Firangi lives the ultimate male fantasy of having two leading women fall in love with him topped with a senior citizen played by Ila Arun who too fancies him and plants one on his lips. But romance is not in numbers, it has to be in intensity which is unfulfilling.

Katrina Kaif is like a glorified item girl, nothing substantial about her character as it's Fatima Sana Sheikh who has the meatier role of the warrior girl who regains freedom for her fortressed territory of Raunakpur. Somehow you can't help remembering Devasena's rhythmic bow-and-arrow battles in Baahubali 2 which were several notches higher than Fatima's stance as a warrior.

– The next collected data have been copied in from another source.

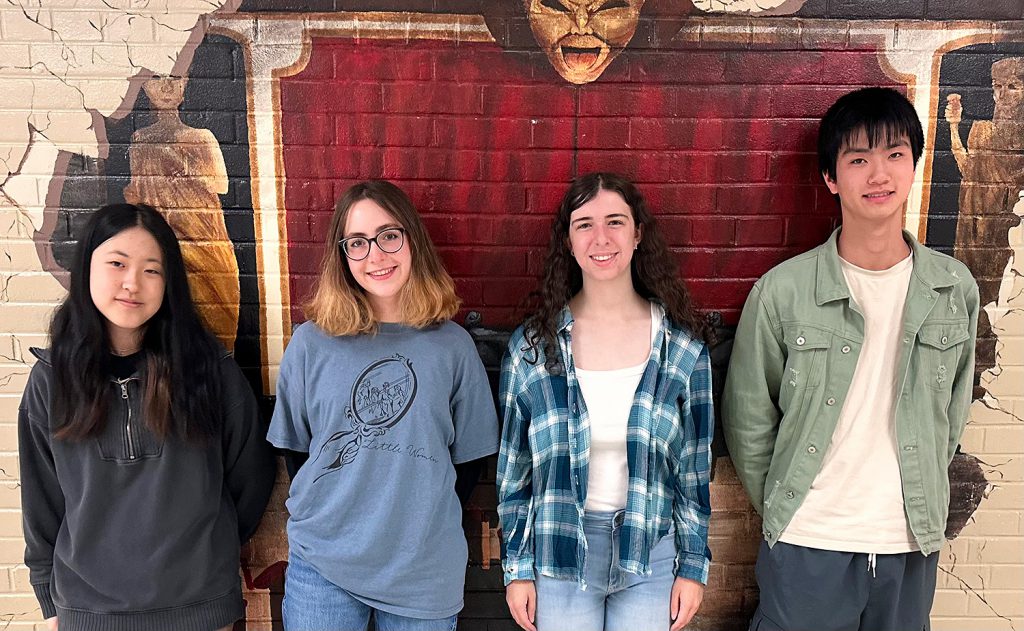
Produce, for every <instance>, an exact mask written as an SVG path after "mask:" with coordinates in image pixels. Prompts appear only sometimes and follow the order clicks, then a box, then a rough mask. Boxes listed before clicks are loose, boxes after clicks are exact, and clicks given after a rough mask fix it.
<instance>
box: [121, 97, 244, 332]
mask: <svg viewBox="0 0 1024 631" xmlns="http://www.w3.org/2000/svg"><path fill="white" fill-rule="evenodd" d="M185 81H186V80H185V79H179V78H166V79H151V80H150V81H147V82H145V83H144V84H143V85H142V89H143V90H145V95H146V96H148V97H150V102H151V103H153V106H154V107H155V108H156V110H157V122H155V123H154V124H153V125H150V126H148V127H143V128H142V129H139V130H138V131H136V132H135V133H133V134H132V137H131V148H130V149H129V150H128V157H129V161H130V165H131V182H130V183H129V184H128V186H127V187H126V188H125V191H124V197H125V201H126V202H128V203H129V204H150V205H152V206H155V207H156V208H158V209H159V210H160V211H161V212H162V213H163V215H164V217H165V218H166V219H167V222H168V223H169V224H170V226H171V228H172V229H173V230H174V234H175V235H177V237H178V240H179V241H180V243H181V255H182V257H183V258H184V261H185V268H186V269H187V270H188V284H189V287H190V290H191V295H193V300H195V302H196V304H197V305H198V307H199V311H200V313H201V316H203V318H204V320H205V322H206V325H207V327H208V328H209V329H210V330H211V331H213V332H214V333H215V334H216V335H217V337H218V338H219V339H220V342H221V343H222V344H223V345H224V347H225V348H227V349H228V350H233V349H234V334H236V332H237V331H238V327H239V298H240V296H239V264H238V261H237V260H236V259H234V248H233V247H232V245H231V240H230V238H229V237H228V236H227V227H226V225H225V224H224V215H223V212H222V210H221V208H220V198H219V196H220V195H224V194H225V193H227V170H226V169H225V167H224V157H223V155H222V154H221V153H220V145H219V144H218V142H217V138H216V137H215V136H214V135H213V132H211V131H210V130H209V129H196V128H195V127H189V126H188V125H185V124H184V123H182V122H181V118H180V117H179V116H178V107H179V106H180V104H181V101H182V100H183V99H184V92H185Z"/></svg>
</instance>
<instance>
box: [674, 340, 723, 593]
mask: <svg viewBox="0 0 1024 631" xmlns="http://www.w3.org/2000/svg"><path fill="white" fill-rule="evenodd" d="M683 397H684V398H683V401H682V402H680V403H681V405H680V420H681V428H682V436H683V440H682V454H681V457H680V459H679V469H678V471H677V475H676V480H675V485H676V494H675V495H676V497H675V501H674V502H673V505H672V518H673V523H674V524H675V527H676V576H677V577H681V578H684V579H692V580H694V581H698V582H700V583H701V584H703V585H707V584H708V573H709V571H710V570H711V548H709V547H708V522H709V520H710V519H711V440H712V437H713V436H714V435H715V408H714V403H713V401H712V382H711V355H710V354H709V352H708V347H707V346H705V345H702V344H701V346H700V353H699V355H698V356H697V361H696V364H695V366H694V368H693V372H692V373H691V374H690V378H689V381H688V384H687V388H686V391H685V392H684V394H683Z"/></svg>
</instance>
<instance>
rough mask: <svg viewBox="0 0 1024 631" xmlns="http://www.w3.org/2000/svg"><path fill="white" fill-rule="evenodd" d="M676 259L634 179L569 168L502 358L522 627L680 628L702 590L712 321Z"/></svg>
mask: <svg viewBox="0 0 1024 631" xmlns="http://www.w3.org/2000/svg"><path fill="white" fill-rule="evenodd" d="M677 269H678V264H677V262H676V260H675V259H674V257H673V255H672V254H671V252H670V251H669V248H668V246H667V245H666V243H665V241H664V239H663V238H662V236H660V235H659V234H658V230H657V224H656V222H655V221H654V217H653V215H652V214H651V213H650V212H649V211H648V210H647V206H646V204H645V202H644V199H643V197H642V196H641V195H640V193H639V191H637V188H636V186H634V185H633V184H632V183H631V182H629V181H628V180H626V179H625V178H623V177H621V176H617V175H614V174H611V173H591V174H589V175H585V176H582V177H580V178H578V179H575V180H574V181H573V182H572V183H571V185H570V186H569V190H568V191H567V192H566V194H565V196H564V197H563V198H562V203H561V205H560V207H559V209H558V212H557V215H556V216H555V219H554V222H553V227H552V235H551V242H550V245H549V246H548V255H547V261H546V264H545V271H544V275H543V277H542V279H541V283H540V287H539V289H538V291H537V292H536V294H535V295H536V297H537V301H536V308H535V310H534V311H532V313H531V314H530V316H529V317H528V318H527V319H526V322H525V323H524V325H523V326H522V327H520V328H519V329H518V330H516V331H515V332H514V333H513V334H512V337H511V339H510V340H509V346H508V353H507V354H506V356H505V362H504V365H503V367H502V379H501V392H500V395H499V403H500V404H501V407H502V414H503V417H504V426H503V431H502V448H501V455H500V456H499V461H498V483H499V492H498V498H499V514H500V517H501V523H502V533H503V538H504V544H505V550H506V557H505V560H504V569H505V583H506V585H507V589H506V598H507V600H508V604H509V608H510V611H511V612H512V615H513V617H514V618H515V620H516V622H517V623H518V624H519V626H521V627H522V628H523V629H527V630H529V631H534V630H535V629H541V630H542V631H546V630H554V629H570V628H571V629H575V630H578V631H597V630H607V631H615V630H623V631H626V630H629V631H648V630H655V629H656V630H665V631H667V630H668V629H669V628H670V627H671V629H672V630H673V631H678V630H679V629H681V628H682V627H683V626H685V625H686V624H687V623H688V622H689V621H690V619H691V618H692V616H693V614H694V613H695V612H696V609H697V607H698V606H699V604H700V600H701V598H702V595H703V585H705V584H706V583H707V581H708V570H709V566H710V564H711V553H710V551H709V549H708V519H709V517H710V516H711V506H710V497H709V495H710V494H709V481H710V474H711V438H712V433H713V424H714V414H713V411H712V390H711V362H710V359H709V353H708V348H707V346H706V344H705V339H706V338H707V337H708V334H709V331H708V329H709V328H708V325H707V324H706V323H705V321H703V320H702V319H701V318H700V317H699V316H698V313H697V311H696V310H695V308H694V306H693V303H692V301H691V300H690V296H689V293H688V292H687V290H686V287H685V285H684V284H683V282H682V280H680V279H679V277H678V274H677Z"/></svg>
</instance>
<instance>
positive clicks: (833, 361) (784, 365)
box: [722, 228, 978, 554]
mask: <svg viewBox="0 0 1024 631" xmlns="http://www.w3.org/2000/svg"><path fill="white" fill-rule="evenodd" d="M840 229H842V228H840ZM839 232H840V230H839V229H837V230H836V232H835V233H833V235H831V237H830V238H829V239H828V241H827V242H825V243H824V244H823V245H821V246H819V247H817V248H815V249H814V250H811V251H810V252H807V253H805V254H802V255H800V256H797V257H795V258H792V259H790V260H787V261H785V262H783V263H781V264H780V265H778V266H776V267H775V268H773V269H772V270H770V271H769V272H768V274H766V275H765V276H764V277H762V278H761V280H760V281H758V282H757V284H755V286H754V289H753V290H752V291H751V294H750V296H749V297H748V299H746V303H745V305H744V306H743V312H742V316H741V317H740V320H739V326H738V328H737V330H736V338H735V342H734V345H733V350H732V357H731V360H730V361H729V373H728V378H727V380H726V384H725V395H724V398H723V410H722V416H723V428H724V430H725V438H726V443H727V445H728V447H729V454H730V455H731V457H732V462H733V465H734V466H735V468H736V473H737V475H738V476H739V479H740V481H741V482H742V485H743V488H744V489H745V490H746V493H748V495H749V496H750V498H751V501H752V502H753V503H754V507H755V508H756V509H757V511H758V512H759V513H760V514H761V516H762V519H763V527H762V529H763V533H764V537H765V539H766V540H767V542H768V545H769V546H771V545H774V544H775V542H776V541H777V540H778V537H779V535H780V534H781V532H782V531H783V530H784V529H785V528H786V525H788V523H790V520H791V519H792V518H793V515H794V514H795V513H796V512H797V509H798V508H799V507H800V504H801V502H803V501H804V498H805V497H806V495H807V492H808V490H809V489H810V487H811V482H813V481H814V478H815V476H816V475H817V473H818V471H819V470H820V468H821V462H822V459H823V457H824V455H825V451H826V450H827V448H828V445H829V444H830V441H831V437H833V432H834V431H835V430H836V424H837V421H838V420H839V414H840V411H841V410H842V409H843V403H844V401H845V399H846V395H847V391H848V390H849V387H850V382H851V380H852V379H853V371H854V368H855V367H856V365H857V359H858V356H859V354H860V348H861V344H862V342H863V339H864V321H863V317H862V314H861V312H860V310H859V308H858V307H857V304H856V303H855V302H854V300H853V299H852V298H851V296H850V290H849V288H848V287H847V285H846V280H845V279H844V278H843V271H842V268H841V267H840V259H839V252H838V250H837V238H838V236H839ZM903 238H904V239H905V240H906V242H907V244H908V245H909V246H910V248H911V249H912V251H913V272H912V275H911V277H910V286H909V288H908V290H907V296H906V305H905V306H904V310H903V339H902V342H903V346H902V349H901V353H900V360H899V362H900V364H899V367H898V369H897V373H896V374H897V380H898V382H897V386H898V387H897V389H896V392H897V402H896V412H895V415H896V441H897V446H898V449H899V465H900V473H901V477H902V483H903V497H904V502H905V505H906V514H907V519H908V522H909V525H910V530H911V531H912V532H913V535H914V538H915V540H916V542H918V545H919V546H920V547H921V551H922V552H923V553H924V554H931V553H932V552H935V551H936V550H938V549H939V548H940V547H941V545H942V540H943V538H944V533H945V524H946V513H947V511H948V507H949V478H948V474H947V468H948V466H949V462H950V461H951V460H952V457H953V454H954V453H955V451H956V445H957V443H958V440H959V437H961V434H962V433H963V431H964V425H965V423H966V422H967V414H968V408H969V407H970V405H971V397H972V390H973V385H974V341H975V332H976V330H977V325H978V286H977V284H976V283H975V281H974V279H973V277H972V276H971V272H970V271H969V270H968V268H967V266H966V265H964V264H963V263H962V262H959V261H957V260H956V259H954V258H951V257H949V256H946V255H944V254H940V253H938V252H935V251H933V250H930V249H929V248H926V247H925V246H922V245H921V244H919V243H918V242H916V240H914V239H913V237H911V236H910V234H909V233H906V232H904V233H903ZM894 483H896V480H894Z"/></svg>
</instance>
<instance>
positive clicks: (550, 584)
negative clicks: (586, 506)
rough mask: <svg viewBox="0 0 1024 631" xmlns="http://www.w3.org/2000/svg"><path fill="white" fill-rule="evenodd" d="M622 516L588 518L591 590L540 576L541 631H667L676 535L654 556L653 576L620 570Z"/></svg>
mask: <svg viewBox="0 0 1024 631" xmlns="http://www.w3.org/2000/svg"><path fill="white" fill-rule="evenodd" d="M622 523H623V511H616V512H590V513H586V514H585V515H584V519H583V532H584V535H585V536H586V537H587V561H586V567H585V569H584V575H585V576H586V578H587V589H586V590H583V589H580V584H579V583H578V582H575V581H563V580H559V579H552V578H550V577H546V576H542V575H541V574H538V575H537V582H536V586H537V621H536V624H537V630H538V631H568V630H570V629H571V631H668V629H669V627H670V626H671V622H672V621H671V619H670V618H669V600H670V598H671V596H672V584H673V582H675V576H674V575H673V570H674V567H675V562H676V542H675V537H674V534H673V532H672V531H670V532H669V534H668V535H667V536H666V537H663V538H662V540H660V541H658V542H657V544H655V545H654V547H653V549H651V551H650V563H651V569H652V571H653V572H652V573H651V575H650V576H649V577H639V576H637V575H635V574H631V573H628V572H623V571H622V570H620V569H618V563H617V561H618V530H620V528H621V527H622Z"/></svg>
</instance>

We've all seen Amitabh Bachchan in far better roles that suit his age. Casting him as Azaad, an agile and fiery warrior, is cruel as well as unconvincing.

There are characters like Sanicharwhose ‘gyaan' or knowledge is much touted but is nowhere in evidence anywhere. Zeeshan Ayub as Sanichar delivers every dialogue like an axe chopping up his words.

Above all, the film belongs to Aamir Khan as Awadhi-spouting Firangi. He is an actor whose performances never disappoint and he does spring a surprise with his wily deviousness which can go in any direction. It's not his performance but his character that is a let-down this time. Firangi comes off like an actor so consumed by self-admiration that he doesn't realise how unconvincing the happenings around him are.

The good news is that all three songs, ‘Suraiyya', ‘Arrerara' and ‘Manzoor-e-Khuda'are well-composed and energetically-choreographed. But their situations are as outdated as the rest of the film. Unlike Lagaan, this is the British Raj of Aamir Khan's Mangal Pandey.


  • Dialogues
  • Story
  • Music
  • Screen Play

The Verdict

For a film that’s a tedious watch with no fun, Thugs OfHindostan gets a 2.5* rating.